Carlisle dismissed a follow-up question about Ellis’ extended slump by focusing on what he perceives to be the Mavs’ biggest problem.
“This is not a Monta Ellis shooting problem,” Carlisle said. “This is a Dallas Mavericks hard-play problem, all right? We don’t play hard all the time. And that’s a problem.
“It’s pretty clear that’s where our inconsistency is and we’ve got to get better. We’ve got to be a more together team. I believe that we can do it. We did it in the second half, but it’s work. It takes effort. It takes effort in the locker room, it takes sacrifice and we’ve got to be willing to do those things.”
Regardless of whether anyone will admit it on the record, Ellis is a big part of that problem. Folks in the Mavs organization have been fretting for weeks about the impact Ellis’ moodiness has on the team’s soul.
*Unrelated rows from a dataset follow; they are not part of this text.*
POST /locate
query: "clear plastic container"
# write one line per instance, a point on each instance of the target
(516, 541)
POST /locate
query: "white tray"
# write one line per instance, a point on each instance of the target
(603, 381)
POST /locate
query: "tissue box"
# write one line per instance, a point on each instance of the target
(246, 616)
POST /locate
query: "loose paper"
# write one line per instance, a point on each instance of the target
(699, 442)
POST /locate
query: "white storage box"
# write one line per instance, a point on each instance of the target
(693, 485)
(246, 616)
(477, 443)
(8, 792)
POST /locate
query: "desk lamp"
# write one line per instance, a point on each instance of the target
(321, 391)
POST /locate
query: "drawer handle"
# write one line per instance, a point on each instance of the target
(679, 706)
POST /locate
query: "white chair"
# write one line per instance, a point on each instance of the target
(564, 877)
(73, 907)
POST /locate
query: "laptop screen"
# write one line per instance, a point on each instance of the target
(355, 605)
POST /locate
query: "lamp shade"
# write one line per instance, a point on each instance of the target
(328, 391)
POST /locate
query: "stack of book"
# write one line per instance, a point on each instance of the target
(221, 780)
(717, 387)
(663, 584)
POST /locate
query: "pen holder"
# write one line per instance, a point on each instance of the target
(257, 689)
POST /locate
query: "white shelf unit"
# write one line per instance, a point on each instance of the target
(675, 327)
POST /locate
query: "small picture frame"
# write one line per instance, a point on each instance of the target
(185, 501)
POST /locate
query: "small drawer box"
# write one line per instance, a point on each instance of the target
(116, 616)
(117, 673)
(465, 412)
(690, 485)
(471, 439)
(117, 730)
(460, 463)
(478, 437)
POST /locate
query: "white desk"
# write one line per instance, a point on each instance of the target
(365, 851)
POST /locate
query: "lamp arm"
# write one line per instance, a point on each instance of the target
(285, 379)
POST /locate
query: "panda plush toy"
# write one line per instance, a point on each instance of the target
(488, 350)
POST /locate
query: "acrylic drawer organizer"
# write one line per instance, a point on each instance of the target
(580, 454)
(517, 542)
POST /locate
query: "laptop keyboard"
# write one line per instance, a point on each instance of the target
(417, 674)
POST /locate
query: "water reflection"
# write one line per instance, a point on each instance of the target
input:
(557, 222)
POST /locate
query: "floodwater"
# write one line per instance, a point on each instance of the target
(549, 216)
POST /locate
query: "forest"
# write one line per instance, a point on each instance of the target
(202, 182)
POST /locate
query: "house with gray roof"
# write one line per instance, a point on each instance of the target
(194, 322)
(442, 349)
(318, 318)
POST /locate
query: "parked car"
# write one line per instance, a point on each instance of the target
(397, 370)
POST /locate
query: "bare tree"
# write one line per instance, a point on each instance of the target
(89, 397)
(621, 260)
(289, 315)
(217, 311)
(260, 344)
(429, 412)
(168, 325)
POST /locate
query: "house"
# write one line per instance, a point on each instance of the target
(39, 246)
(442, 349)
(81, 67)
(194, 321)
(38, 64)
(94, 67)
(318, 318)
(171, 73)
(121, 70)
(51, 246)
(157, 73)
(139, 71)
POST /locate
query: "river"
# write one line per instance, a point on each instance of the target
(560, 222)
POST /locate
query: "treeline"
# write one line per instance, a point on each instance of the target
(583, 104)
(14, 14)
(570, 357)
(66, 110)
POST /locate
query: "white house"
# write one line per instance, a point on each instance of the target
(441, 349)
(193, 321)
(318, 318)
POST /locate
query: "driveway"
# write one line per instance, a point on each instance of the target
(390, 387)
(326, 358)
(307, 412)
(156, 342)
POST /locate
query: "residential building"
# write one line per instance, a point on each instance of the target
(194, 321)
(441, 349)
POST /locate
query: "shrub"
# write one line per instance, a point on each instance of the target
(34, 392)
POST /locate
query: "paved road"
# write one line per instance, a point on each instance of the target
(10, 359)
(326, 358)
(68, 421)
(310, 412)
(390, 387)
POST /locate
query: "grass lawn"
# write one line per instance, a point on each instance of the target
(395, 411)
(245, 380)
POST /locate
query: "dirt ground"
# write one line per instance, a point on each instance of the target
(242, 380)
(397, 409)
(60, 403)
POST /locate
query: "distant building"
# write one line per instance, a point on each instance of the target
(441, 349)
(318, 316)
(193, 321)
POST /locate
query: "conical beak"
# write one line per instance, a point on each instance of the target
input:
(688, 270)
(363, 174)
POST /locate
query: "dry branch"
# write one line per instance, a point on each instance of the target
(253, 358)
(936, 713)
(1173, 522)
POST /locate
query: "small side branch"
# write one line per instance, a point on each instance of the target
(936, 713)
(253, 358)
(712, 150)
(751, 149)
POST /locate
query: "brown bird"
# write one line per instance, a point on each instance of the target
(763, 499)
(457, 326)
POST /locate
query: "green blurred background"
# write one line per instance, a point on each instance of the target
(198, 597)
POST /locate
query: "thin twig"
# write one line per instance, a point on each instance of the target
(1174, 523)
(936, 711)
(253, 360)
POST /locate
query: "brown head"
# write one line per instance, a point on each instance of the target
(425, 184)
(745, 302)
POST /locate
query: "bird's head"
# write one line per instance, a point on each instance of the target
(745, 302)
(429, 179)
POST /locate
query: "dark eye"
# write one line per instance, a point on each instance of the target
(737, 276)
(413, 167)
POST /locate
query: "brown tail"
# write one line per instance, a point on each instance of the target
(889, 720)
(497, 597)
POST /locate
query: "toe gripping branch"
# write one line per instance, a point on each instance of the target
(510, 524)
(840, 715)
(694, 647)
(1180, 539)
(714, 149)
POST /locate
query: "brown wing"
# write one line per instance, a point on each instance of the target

That, of course, isn’t a first for Ellis. He had trouble getting along with teammates during his tenure with the Golden State Warriors, who never won anything of note with Ellis as the go-to guy and made an addition-by-subtraction deal by shipping him off. The same was true with the Milwaukee Bucks.
(Quick aside: Too bad the Mavs don’t have a Stephen Curry type ready to take over as the go-to guy or a Klay Thompson clone to plug in Ellis’ spot in the lineup. That’s another issue: If the Mavs let Ellis go, they have to find another go-to guy.)
Those issues, along with Ellis’ offensive inefficiency, partially explain why he didn’t find much of a market for his services in the summer of 2013, when he opted out of the final year of his contract with the Bucks and turned down an offer to stay in Milwaukee.
Remember, the Mavs weren’t willing to offer Ellis much more than the midlevel exception until the team got desperate, tearing up the contract they agreed on with Devin Harris after discovering he needed complicated toe surgery. If Harris was healthy, the Mavs wouldn’t have had the cap space to give Ellis the three-year, $25 million deal that was still far below his asking price.
That contract was a bargain for the Mavs for Ellis’ first season and a half in Dallas. As recently as the All-Star break, it’d have been an easy decision for Dallas to re-sign Ellis with a handsome raise. Owner Mark Cuban would have gladly coughed up as much as the Mavs are allowed to give Ellis while owning only his early Bird rights.
That would mean Ellis would be paid $47 million over the first three years of his new deal -- which, of course, is $1 million more than what Chandler Parsons is making. And you better believe that matters to Ellis.
But Ellis’ value is dipping by the day. If you’re going to be high maintenance like Ellis is, you’d better be worth the headaches. Ellis sure as heck hasn’t been for the last couple of months.